So there I was in San Diego, learning how to tell where a ship was. Unlike boot camp, it was possible to go on liberty and do things in your free time. So one day I headed off to downtown San Diego to do things. Among the things I did (having discretionary income now and all) was buy a buckskin coat. I remember that the coat cost around forty dollars, and would ask the reader to remember that this was probably early in 1972. This accounts for two things — the fact that I would buy a buckskin coat, along with the fact that it only cost forty dollars.
While walking back to the bus stop to head back to the base, I suddenly found myself surrounded by a small group of thugs (it was a fairly grimy part of town). By this point in the proceedings of the day, I only had around ten bucks left, but they wanted it, whatever amount it was. The money not being theirs caused me to refuse, and so one of them punched me in the face. My glasses flew off, to the right, as I recall.
The point of this story, incidentally, for those who want to get to the moral right away, is that you should never try to work out your theology in the middle of a crisis.
Well, I was kid from a solid Christian home. I knew lots of things from the Bible. I grew up in a Southern Baptist church where Sunday Schools were frequently occupied with “sword drills.” Kids would line up in two lines, the teacher would say something like, “Habbakuk 1:6. Go!” The first kid to find it would step forward, and your team got a point. Anyhow, I knew my way around the Bible. And I knew that Jesus had said that you were supposed to turn the other cheek when someone punched you in the face. And so I did, but contributed the added feature of telling these muggers that Jesus loved them.
Having turned the other cheek, I soon came to the limits of my exegesis, because I immediately got punched again. Well, if one is good, two must be better, so I did the same thing again. I told them Jesus loved them, and turned the other cheek again. And so I got hit again.
This just happened a few times overall, but then something really odd happened. This was either a function of God’s sense of humor, or the fact that one of the muggers had done his own time in Sunday School, or both. Anyhow, one of these johnnies interrupted the festivities by asking for my buckskin coat. Now I knew (and I think the mugger may have known that I knew) that the verse right next to the one about turning the other cheek said that if somebody asks for your coat, you should give them your shirt also.

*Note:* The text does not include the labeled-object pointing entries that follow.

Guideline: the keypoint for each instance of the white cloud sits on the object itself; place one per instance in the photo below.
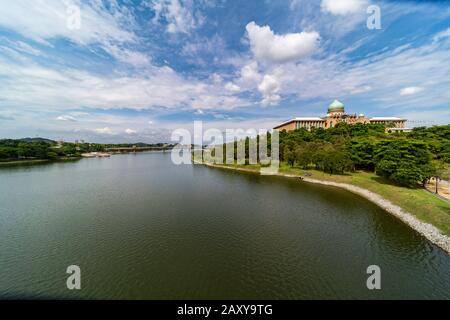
(269, 88)
(42, 20)
(232, 87)
(343, 7)
(66, 118)
(105, 130)
(442, 35)
(36, 86)
(250, 74)
(410, 91)
(130, 131)
(180, 16)
(271, 47)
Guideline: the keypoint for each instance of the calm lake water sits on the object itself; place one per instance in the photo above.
(141, 228)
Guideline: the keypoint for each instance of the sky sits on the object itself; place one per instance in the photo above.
(136, 70)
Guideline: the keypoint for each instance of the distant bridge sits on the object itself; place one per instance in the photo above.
(138, 149)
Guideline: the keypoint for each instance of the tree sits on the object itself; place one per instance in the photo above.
(403, 161)
(303, 155)
(289, 156)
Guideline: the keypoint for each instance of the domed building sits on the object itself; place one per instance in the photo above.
(336, 108)
(336, 114)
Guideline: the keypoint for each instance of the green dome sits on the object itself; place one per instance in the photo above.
(336, 106)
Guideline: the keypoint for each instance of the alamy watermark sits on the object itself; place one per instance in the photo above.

Little problem. I was willing to get punched, but I was not willing to give away a buckskin coat upon which I had just expended forty clams. And so I said no. But as soon as I said no, I knew that I was being a raging hypocrite of the highest order, for here I was applying verse 39, and absolutely refusing to do anything about verse 40, and it could be clearly seen that the hermeneutic employed could not account for the disparity.
So up to this point I had been getting punched with a clean conscience, but all of a sudden I was (in mere seconds) turned into Mr. Inconsistency. And so (of course) I felt guilty about it.
Because of this guilt, I felt impelled to fork over the ten dollars I had initially refused. But as soon as I gave it to them, off they ran to get more wine, or dope, or something. And as they headed off, I knew instantly that that had been the wrong thing to do.
So I headed back to the bus stop, my hermeneutic in shambles, my jaw hurting, and with some thinking to do.